Other than that, all the others got the Top 3 players right. However, the models classified Giannis in 2nd place in the dispute and Joel Embiid in 3rd, when in the real ranking we have the opposite.

This can be explained by the fact that, despite Giannis having an excellent season in numbers and with a good performance from his team (Bucks with the same campaign as the 76ers, in front by the tiebreaker criteria), he suffered from what is known as voter fatigue.

Giannis has been MVP twice recently, and both the public and voters tend to prefer, even unconsciously, an emerging player in contention (like Embiid) over an already winner of the award (especially if it’s more than once).

LeBron has already suffered from this, and already anticipating what will happen next season, just one historic performance for Jokić, the award winner for the last 2 years, to win the MVP for the third time in a row.

Variables Analysis

One way to visualize which variables were the most important in the models’ predictions is by using SHAP Values (SHapley Additive exPlanations). SHAP is a game theory-based technique that allows you to explain reasonably well how much each variable is affecting the model’s predictions.

Let’s take the SVM model as an example, which obtained the best metrics:

SHAP chart related to the SVM model (Image by Author)

This chart has a lot of information, so let’s understand it:

On the Y axis we have the 20 variables with the greatest impact on the SVM model. Each point represents a player, and for each of these variables, there is a color gradient from red to blue, where blue means a low value and red a high value for the variable in question.

On the X axis are the obtained SHAP values. The more to the right, the greater the positive impact of that variable for the variable of interest (MVP Share).
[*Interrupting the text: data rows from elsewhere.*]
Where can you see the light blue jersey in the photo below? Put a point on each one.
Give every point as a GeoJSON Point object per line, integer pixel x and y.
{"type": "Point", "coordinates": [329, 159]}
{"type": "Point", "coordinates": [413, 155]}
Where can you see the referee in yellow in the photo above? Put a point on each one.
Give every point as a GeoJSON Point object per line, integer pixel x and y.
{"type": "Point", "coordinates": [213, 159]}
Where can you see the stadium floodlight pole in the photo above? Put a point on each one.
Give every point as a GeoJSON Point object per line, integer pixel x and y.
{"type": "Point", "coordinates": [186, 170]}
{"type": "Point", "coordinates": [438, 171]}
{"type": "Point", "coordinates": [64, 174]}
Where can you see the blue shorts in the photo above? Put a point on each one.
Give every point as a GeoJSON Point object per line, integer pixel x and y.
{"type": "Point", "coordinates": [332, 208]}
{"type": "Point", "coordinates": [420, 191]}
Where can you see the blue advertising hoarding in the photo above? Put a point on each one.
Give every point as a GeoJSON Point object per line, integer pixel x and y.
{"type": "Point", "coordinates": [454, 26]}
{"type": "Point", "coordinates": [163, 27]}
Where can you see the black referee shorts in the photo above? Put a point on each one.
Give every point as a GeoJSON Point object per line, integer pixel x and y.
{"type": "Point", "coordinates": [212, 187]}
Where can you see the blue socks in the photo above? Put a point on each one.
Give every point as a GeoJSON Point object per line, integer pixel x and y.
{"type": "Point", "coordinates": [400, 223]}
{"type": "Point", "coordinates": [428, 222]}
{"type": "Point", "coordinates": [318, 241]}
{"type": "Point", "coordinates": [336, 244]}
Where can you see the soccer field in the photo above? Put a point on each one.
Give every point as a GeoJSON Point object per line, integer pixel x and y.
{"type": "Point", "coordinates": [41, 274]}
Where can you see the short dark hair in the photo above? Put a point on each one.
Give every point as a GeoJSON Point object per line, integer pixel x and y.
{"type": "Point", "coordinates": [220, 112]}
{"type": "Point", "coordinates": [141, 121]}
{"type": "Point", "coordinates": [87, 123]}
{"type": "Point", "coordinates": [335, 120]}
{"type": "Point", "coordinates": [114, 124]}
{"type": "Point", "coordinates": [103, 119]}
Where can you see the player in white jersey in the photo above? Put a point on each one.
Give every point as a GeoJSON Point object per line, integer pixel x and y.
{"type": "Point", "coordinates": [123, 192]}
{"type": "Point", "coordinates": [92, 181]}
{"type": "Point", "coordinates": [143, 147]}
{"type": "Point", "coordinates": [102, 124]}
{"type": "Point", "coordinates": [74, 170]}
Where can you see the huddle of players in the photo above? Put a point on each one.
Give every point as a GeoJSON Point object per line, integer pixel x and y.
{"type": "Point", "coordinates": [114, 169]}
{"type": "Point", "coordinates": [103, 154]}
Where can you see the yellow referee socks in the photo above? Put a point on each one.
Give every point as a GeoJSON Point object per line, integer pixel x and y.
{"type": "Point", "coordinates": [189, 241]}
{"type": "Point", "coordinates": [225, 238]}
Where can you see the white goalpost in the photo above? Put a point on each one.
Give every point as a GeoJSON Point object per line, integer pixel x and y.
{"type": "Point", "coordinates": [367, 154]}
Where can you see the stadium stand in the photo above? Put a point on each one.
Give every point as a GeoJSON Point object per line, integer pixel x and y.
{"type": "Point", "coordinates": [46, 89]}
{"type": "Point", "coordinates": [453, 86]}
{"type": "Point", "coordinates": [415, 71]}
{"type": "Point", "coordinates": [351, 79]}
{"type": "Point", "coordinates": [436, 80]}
The more to the left, the greater the negative impact of the variable for the MVP Share.

For example, for the Seed variable: high values of Seed (bad placement) negatively affect MVP Share, while low values (good placement) affect it positively, which makes sense.

With this chart, we can draw some important conclusions:

The three most impactful individual variables are: PER (Player Efficiency Rating), WS/48 (Win Shares per 48 minutes) and BPM (Box Plus-Minus)
The two collective variables, Seed and PCT (percentage of wins) are among the 6 most impactful variables (2nd and 6th, respectively)
7 of the 11 most important variables are advanced statistics
Of the three most popular statistics (points, rebounds, and assists per game), only points per game appears on the list, at 16th place.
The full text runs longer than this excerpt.